Minor alkylated DNA bases 3-methylthymine (3-meT) and 1-methylguanine (1-meG) are also repaired by AlkB, but less efficiently (Figure 2a).19–21 Exocyclic DNA adducts such as 1,N6-ethenoadenine (εA), 3,N4-ethenocytosine (εC), and 1,N2-ethenoguanine (εG) are another group of lesions that completely block Watson–Crick base pairing. They can be generated endogenously when cells are under oxidative stress, particularly when DNA is exposed to side products of lipid peroxidation.22,23 Recent reports from Essigmann’s group and our laboratory have revealed that εA can be efficiently repaired by E. coli AlkB and its human homologues both in vitro and in vivo, and the effect of εC lesions is also mitigated.24–26 Chemically, εA is oxidized at the etheno bond to give an epoxide intermediate.25 This result supports the proposed mechanism shown in Figure 2b, in which the putative iron(IV)–oxo intermediate epoxidizes the exocyclic double bond of the base lesion.
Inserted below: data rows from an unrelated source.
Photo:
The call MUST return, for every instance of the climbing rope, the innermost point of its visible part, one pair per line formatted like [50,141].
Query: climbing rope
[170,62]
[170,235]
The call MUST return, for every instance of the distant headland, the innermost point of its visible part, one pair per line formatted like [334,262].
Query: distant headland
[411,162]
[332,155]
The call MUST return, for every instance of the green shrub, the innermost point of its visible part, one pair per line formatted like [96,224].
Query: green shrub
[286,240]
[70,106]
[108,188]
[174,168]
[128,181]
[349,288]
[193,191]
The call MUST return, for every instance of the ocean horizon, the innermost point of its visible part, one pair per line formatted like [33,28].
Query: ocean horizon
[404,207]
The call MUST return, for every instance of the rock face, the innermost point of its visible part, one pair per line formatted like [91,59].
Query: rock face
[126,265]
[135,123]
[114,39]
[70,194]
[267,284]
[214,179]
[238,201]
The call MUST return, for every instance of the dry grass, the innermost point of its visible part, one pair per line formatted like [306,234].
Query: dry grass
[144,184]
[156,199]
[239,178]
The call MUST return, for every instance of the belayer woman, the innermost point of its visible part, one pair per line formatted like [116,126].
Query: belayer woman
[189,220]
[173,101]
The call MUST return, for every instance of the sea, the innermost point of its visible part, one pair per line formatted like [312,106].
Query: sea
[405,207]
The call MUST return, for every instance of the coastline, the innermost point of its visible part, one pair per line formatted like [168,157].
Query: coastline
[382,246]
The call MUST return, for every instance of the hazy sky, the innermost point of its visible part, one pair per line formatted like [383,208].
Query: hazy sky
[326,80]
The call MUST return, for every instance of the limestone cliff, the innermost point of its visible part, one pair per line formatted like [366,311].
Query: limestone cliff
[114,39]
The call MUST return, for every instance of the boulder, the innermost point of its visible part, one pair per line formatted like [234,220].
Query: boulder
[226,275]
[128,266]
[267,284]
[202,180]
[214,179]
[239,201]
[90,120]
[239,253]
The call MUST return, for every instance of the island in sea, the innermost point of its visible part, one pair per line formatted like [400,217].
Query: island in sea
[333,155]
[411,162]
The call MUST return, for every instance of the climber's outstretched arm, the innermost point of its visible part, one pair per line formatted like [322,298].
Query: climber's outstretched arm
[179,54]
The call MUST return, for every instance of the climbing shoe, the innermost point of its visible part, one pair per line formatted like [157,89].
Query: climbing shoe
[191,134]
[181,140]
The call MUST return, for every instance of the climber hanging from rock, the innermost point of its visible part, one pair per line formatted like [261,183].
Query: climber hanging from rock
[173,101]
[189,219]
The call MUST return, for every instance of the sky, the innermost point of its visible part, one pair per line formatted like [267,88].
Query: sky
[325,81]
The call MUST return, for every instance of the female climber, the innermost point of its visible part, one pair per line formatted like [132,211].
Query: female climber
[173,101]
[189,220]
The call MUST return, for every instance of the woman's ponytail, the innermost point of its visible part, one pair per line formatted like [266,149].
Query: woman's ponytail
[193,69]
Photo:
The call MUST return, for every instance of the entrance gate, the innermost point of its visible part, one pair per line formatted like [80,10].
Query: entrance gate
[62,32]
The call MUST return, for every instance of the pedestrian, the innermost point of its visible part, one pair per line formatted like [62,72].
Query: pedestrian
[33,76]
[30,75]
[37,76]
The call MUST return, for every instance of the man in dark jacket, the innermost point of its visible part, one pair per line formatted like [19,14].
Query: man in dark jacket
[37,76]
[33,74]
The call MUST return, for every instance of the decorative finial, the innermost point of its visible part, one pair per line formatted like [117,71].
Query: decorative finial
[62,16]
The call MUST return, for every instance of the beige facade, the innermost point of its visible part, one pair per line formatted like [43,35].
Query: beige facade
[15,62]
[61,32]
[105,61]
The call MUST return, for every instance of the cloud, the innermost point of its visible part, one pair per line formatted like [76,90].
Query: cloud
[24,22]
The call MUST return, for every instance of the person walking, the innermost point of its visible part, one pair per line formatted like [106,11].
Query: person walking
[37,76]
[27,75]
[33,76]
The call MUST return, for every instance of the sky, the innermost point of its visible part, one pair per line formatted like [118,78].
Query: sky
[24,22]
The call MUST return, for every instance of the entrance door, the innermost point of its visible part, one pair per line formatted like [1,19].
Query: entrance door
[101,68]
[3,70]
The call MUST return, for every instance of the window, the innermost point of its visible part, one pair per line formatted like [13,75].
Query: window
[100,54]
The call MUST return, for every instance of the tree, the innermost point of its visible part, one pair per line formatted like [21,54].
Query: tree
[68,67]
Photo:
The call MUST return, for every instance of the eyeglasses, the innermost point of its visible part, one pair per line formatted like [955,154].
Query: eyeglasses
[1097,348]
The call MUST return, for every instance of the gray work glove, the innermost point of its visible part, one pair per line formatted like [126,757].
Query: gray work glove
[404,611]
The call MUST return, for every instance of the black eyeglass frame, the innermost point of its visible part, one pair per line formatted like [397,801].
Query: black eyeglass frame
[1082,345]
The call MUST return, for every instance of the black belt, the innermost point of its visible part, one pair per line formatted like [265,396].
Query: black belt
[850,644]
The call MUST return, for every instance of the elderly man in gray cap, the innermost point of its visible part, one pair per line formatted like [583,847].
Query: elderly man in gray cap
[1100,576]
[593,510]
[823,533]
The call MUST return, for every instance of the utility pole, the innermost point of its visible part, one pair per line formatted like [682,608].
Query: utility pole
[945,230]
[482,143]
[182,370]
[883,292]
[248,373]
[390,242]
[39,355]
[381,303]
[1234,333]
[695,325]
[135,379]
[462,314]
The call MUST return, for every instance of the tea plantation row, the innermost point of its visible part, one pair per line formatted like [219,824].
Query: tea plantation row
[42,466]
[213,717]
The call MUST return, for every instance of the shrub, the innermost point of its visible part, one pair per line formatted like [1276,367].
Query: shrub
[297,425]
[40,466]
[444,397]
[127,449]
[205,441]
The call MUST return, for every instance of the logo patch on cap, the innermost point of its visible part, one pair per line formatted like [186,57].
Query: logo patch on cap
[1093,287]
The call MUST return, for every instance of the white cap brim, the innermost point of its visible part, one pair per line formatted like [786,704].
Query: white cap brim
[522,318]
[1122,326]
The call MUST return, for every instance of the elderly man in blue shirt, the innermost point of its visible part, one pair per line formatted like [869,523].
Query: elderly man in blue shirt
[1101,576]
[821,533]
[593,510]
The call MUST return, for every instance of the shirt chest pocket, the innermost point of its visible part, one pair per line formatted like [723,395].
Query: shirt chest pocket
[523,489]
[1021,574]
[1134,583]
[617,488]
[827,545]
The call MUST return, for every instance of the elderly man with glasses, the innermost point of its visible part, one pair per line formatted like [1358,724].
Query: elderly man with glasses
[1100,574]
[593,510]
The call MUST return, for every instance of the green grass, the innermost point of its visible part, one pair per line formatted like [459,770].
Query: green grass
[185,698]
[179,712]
Subsequent hydrolytic decomposition of the epoxide intermediate liberates the repaired base and dialdehyde glyoxal.24,25
The N1-adenine and N3-cytosine positions are involved in hydrogen bonding and are inaccessible in dsDNA. If these positions are in a single-stranded oligonucleotide, they are much more susceptible to methylation. Failure to repair these lesions in DNA could lead to cell death.27 AlkB actually prefers to fix lesions in ssDNA rather than dsDNA (~5–10 fold),11,28,29 although it is also efficient in repairing lesions in dsDNA. Moreover, studies have revealed its ability to repair 1-meA and 3-meC lesions in RNA as a defense mechanism against alkylation damage.30,31
Our laboratory reported the overexpression and isolation of the native protein AlkB with bound cofactors directly from E. coli.32 The purified protein sample exhibited a UV–vis band at 560 nm, which is characteristic of a bidentate 2-KG bound to an iron(II) ion (Figure 3). Adding excess ssDNA caused an immediate 9 nm shift to higher energy, suggesting a DNA-binding-induced geometric change at the active site of the protein. This geometric change is further investigated by X-ray absorption spectroscopy, which has indicated that AlkB has a five-coordinate iron(II) geometry in the absence of DNA. Upon addition of the excess ssDNA, iron(II) becomes six-coordinated.32 The dioxygen activation for this group of dioxygenases is likely to be regulated by substrate binding. Upon binding of ssDNA, a conformational change may be stimulated, which facilitates the binding of dioxygen to iron(II) and the subsequent oxidation of iron(II).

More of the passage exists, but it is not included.